While VW is now required to invest a huge amount money, O’Day says it’s well short of what will be required before the electromobility revolution is complete. Far from allowing VW to monopolize the charging scene, O’Day believes that the agreement will force it to bring in other firms as partners. “It certainly gives them power to make decisions, but it holds them to a very aggressive timeline and capital spending. And that timeline is going to require them to rely on partners to a large extent. It’s definitely too early to tell, but I suppose they’re going to need to work with everybody in order to achieve this, because it’s an incredibly aggressive schedule and scale-up that’s required of them. So they’re going to have many many partners.”
Building a truly national high-speed charging network would not only make longer road trips practical, but would also address the thorny problem of charging for apartment and condo dwellers. “We talk a lot about multi-family dwellings,” said O’Day, “because EVgo has a lot of experience addressing multi-family. There are a lot of markets that could be great EV adopter markets except that many of them are renters. And it’s very difficult to get charging into your apartment building – you have to get your landlord to commit to it, and have it installed for [more than one resident]. And a lot of people don’t have dedicated overnight parking.”
“When you think about the next generation of vehicles that have twice the range of current vehicles, you can imagine that a multi-family resident is now going to be able to buy a car as a primary vehicle and rely on public charging. And that charging will have to be high-speed so you can keep charging times at a half hour or less when you go to the grocery store. It’s really critical that a high-speed public charging network gets built. It’s the most democratic approach, and it requires the least behavior change on the part of drivers.”

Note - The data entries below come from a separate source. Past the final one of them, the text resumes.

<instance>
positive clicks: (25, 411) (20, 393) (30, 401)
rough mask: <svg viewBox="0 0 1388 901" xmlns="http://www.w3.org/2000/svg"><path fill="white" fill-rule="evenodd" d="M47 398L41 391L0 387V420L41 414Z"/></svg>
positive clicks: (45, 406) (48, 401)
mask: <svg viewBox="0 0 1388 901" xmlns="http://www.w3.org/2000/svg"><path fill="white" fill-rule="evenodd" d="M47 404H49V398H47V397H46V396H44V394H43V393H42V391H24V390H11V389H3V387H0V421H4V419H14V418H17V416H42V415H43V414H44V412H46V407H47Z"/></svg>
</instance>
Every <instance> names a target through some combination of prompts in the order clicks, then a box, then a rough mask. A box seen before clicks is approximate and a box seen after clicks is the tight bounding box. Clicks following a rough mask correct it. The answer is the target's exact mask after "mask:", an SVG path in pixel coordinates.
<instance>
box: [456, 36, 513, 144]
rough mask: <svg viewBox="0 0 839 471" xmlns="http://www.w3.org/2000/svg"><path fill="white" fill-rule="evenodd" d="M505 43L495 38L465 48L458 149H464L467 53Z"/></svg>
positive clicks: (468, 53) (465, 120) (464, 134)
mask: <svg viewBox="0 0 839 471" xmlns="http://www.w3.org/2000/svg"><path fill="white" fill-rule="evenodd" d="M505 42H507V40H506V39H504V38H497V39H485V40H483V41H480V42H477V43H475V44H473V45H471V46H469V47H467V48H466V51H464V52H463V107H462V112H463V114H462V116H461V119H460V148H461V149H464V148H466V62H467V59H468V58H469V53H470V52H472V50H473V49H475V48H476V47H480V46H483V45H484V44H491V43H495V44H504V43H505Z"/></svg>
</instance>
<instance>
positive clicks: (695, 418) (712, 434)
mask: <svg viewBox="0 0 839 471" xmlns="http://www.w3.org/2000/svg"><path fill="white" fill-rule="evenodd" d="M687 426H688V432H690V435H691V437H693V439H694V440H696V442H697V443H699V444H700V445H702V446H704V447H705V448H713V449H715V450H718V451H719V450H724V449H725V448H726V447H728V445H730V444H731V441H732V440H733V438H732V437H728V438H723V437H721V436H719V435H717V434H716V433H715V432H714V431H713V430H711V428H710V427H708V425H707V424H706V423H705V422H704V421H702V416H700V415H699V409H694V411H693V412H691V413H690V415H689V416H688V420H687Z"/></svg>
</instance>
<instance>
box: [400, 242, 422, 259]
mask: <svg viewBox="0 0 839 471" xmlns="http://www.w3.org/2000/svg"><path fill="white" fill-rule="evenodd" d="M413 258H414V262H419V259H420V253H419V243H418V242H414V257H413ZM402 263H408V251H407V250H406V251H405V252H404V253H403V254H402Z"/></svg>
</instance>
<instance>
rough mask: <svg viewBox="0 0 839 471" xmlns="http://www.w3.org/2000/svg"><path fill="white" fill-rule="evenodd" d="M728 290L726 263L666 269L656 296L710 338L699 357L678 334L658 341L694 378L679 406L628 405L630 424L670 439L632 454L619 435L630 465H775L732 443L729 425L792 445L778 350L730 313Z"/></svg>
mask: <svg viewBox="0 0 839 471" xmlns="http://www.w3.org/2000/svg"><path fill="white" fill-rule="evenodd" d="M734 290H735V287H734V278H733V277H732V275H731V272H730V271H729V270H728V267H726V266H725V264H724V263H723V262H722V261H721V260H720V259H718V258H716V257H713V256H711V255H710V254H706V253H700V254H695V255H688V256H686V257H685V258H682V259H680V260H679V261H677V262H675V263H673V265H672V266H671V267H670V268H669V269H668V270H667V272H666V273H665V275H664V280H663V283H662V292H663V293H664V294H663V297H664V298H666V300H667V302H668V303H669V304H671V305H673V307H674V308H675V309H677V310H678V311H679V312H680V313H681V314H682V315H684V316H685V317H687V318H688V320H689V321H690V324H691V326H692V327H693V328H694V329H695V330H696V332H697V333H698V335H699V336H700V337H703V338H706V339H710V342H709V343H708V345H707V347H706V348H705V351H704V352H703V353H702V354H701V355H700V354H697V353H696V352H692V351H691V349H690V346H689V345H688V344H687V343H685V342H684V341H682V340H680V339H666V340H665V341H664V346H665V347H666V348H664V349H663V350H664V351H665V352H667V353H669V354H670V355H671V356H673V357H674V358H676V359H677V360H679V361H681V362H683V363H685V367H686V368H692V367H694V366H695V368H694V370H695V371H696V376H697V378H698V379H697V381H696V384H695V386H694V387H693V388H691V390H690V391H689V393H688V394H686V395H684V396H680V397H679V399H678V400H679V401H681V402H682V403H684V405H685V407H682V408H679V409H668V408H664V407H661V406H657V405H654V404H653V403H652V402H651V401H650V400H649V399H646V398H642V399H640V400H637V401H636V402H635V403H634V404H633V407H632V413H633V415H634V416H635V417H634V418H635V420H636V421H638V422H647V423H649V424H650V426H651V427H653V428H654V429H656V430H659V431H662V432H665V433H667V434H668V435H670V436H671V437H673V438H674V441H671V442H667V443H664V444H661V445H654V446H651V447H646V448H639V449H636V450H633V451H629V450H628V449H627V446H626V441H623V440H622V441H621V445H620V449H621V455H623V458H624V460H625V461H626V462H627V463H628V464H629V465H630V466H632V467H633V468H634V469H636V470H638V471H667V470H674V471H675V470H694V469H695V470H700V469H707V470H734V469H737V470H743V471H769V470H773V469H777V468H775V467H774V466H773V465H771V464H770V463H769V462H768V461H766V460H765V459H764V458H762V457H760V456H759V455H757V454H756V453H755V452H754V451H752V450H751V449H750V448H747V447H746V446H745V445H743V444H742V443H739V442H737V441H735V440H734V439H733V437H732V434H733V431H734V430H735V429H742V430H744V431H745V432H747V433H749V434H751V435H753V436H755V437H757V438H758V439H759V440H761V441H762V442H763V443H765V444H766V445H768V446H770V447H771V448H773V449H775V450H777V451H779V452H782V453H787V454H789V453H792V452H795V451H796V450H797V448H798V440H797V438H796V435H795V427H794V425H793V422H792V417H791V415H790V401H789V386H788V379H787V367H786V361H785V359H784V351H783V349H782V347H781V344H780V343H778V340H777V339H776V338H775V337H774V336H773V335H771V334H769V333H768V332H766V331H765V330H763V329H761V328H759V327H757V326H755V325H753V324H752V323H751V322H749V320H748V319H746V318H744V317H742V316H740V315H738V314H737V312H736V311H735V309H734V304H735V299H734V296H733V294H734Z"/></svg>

O’Day also points out that demand charges from utilities represent an enormous cost that current players with their profit motive may find hard to absorb. “It’s somewhere around 80% of fixed costs. The first cars coming online that will accept higher charging speeds will have an interest in having that charging network already deployed. But there will be very few cars, and when that first car plugs in, it’s going to cost about $3,000 for that first charging session in just demand charges from the typical utility. So you need lots of cars to follow behind that one in order to catch up and spread the cost over multiple charging sessions. In the early stages of the industry, it’s very difficult to maintain those operating costs with very few vehicles. So having this committed operator with a required investment enables us to get past this chicken and egg problem. VW is going to build the egg, now bring us some chickens.”
Part of the reason for O’Day’s different perspective might be the fact that EVgo was once part of a settlement similar to the one VW just agreed to. In 2012, the state of California reached a settlement with electric utility NRG (previously EVgo’s parent company) concerning overcharges by one of NRG’s predecessor companies. Under that agreement, the EVgo charging network built a substantial number of charging stations in California, which it now owns. EVgo now claims to be the largest US operator of DC fast-charging sites.